Bu rezonans, nükleer manyetik rezonans spektroskopisi ve manyetik rezonans görüntülemede kullanılır. NMR spektroskopisi bir molekül hakkında fiziksel, kimyasal ve yapısal bilgi edinmek için kullanılan başlıca tekniklerden biridir. Biyolojik moleküllerin çözelti içinde üç boyutlu yapıları hakkında ayrıntılı bilgi veren tek yöntemdir. Ayrıca, nükleer manyetik rezonans, basit kuantum bilgisayarlar oluşturmak için kullanılan tekniklerden biridir.
Terimde kullanılan "nükleer" sözcüğü atomun çekirdeğine değinmektedir, radyoaktivite ile hiçbir ilgisi yoktur.
Tarihçe
Alman fizikçiler Otto Stern ve Walther Gerlach, 1922 yılında gümüş buharıyla yaptıkları deneyde atomların manyetik alanda saptırıldıklarını gösterdiler . Bu deney daha sonradan Stern-Gerlach Deneyi olarak anılmış ve kuantum fiziğinin temellerinden kabul edilmiştir.
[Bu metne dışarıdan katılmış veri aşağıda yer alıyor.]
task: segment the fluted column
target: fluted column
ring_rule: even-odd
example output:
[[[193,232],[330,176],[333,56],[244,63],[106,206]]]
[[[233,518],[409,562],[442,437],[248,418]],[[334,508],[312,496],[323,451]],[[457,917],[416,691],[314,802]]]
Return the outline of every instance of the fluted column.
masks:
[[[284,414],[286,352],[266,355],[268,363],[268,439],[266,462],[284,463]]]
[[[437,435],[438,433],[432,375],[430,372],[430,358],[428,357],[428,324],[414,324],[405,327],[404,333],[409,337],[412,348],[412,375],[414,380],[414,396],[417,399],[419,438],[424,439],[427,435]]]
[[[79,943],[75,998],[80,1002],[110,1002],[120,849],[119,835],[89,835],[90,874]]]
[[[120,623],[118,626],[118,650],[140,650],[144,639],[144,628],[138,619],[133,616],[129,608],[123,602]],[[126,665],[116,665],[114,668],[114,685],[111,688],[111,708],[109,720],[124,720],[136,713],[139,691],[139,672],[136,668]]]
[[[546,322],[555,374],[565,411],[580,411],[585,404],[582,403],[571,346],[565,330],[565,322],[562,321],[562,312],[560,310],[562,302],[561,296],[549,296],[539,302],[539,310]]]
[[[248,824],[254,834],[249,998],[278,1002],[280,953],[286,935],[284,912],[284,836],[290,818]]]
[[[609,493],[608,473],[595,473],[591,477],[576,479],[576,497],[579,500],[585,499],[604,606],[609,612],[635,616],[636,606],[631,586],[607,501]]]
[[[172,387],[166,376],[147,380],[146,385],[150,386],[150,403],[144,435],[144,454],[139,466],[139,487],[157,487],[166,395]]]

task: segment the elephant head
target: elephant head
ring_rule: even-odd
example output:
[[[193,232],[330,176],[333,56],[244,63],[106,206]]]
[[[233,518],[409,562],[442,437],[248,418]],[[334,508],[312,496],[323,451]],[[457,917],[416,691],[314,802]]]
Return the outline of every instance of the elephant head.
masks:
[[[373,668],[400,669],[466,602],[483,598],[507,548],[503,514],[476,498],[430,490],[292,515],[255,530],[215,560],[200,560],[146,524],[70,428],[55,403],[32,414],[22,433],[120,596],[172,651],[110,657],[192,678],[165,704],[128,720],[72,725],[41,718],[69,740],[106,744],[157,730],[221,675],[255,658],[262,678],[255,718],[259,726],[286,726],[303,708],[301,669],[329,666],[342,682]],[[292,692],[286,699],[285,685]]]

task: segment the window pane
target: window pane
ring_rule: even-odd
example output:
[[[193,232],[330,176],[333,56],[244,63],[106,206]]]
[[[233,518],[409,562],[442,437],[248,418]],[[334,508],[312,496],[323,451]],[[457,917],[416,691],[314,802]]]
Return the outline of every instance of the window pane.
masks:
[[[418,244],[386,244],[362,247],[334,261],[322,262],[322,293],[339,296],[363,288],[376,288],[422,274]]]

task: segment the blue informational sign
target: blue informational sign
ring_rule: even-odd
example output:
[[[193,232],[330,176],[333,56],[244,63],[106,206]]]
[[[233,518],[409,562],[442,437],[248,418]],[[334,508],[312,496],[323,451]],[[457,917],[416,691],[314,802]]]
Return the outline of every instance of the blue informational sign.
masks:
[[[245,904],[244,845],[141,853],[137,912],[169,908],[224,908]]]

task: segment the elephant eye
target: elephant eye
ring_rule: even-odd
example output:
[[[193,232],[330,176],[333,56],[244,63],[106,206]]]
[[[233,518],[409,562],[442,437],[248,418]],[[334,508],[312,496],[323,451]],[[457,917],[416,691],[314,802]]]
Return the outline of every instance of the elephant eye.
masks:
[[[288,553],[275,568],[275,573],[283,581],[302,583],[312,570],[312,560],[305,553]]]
Deney sonucu gerek elektron ve proton gibi parçacıkların gerekse bazı atomların içsel manyetik momente sahip oldukları gösterilmiş oldu. Yani bir başka deyişle bu parçacıklar küçük birer mıknatıs gibi davranıyorlardı. Deney üzerindeki - gümüş atomları kullanılmasından kaynaklanan - ufak çaplı şüpheler, 1927 yılında T.E. Phipps ve J.B. Taylor’un deney sonuçlarını hidrojen atomları kullanarak tekrar elde edebilmesiyle dağılmış oldu . Stern bu deney sayesinde 1943 Nobel Fizik Ödülü’nün sahibi oldu. Gerlach ise Nazi Almanyası’yla işbirliği yaptığı gerekçesiyle bu ödülden mahrum bırakıldı.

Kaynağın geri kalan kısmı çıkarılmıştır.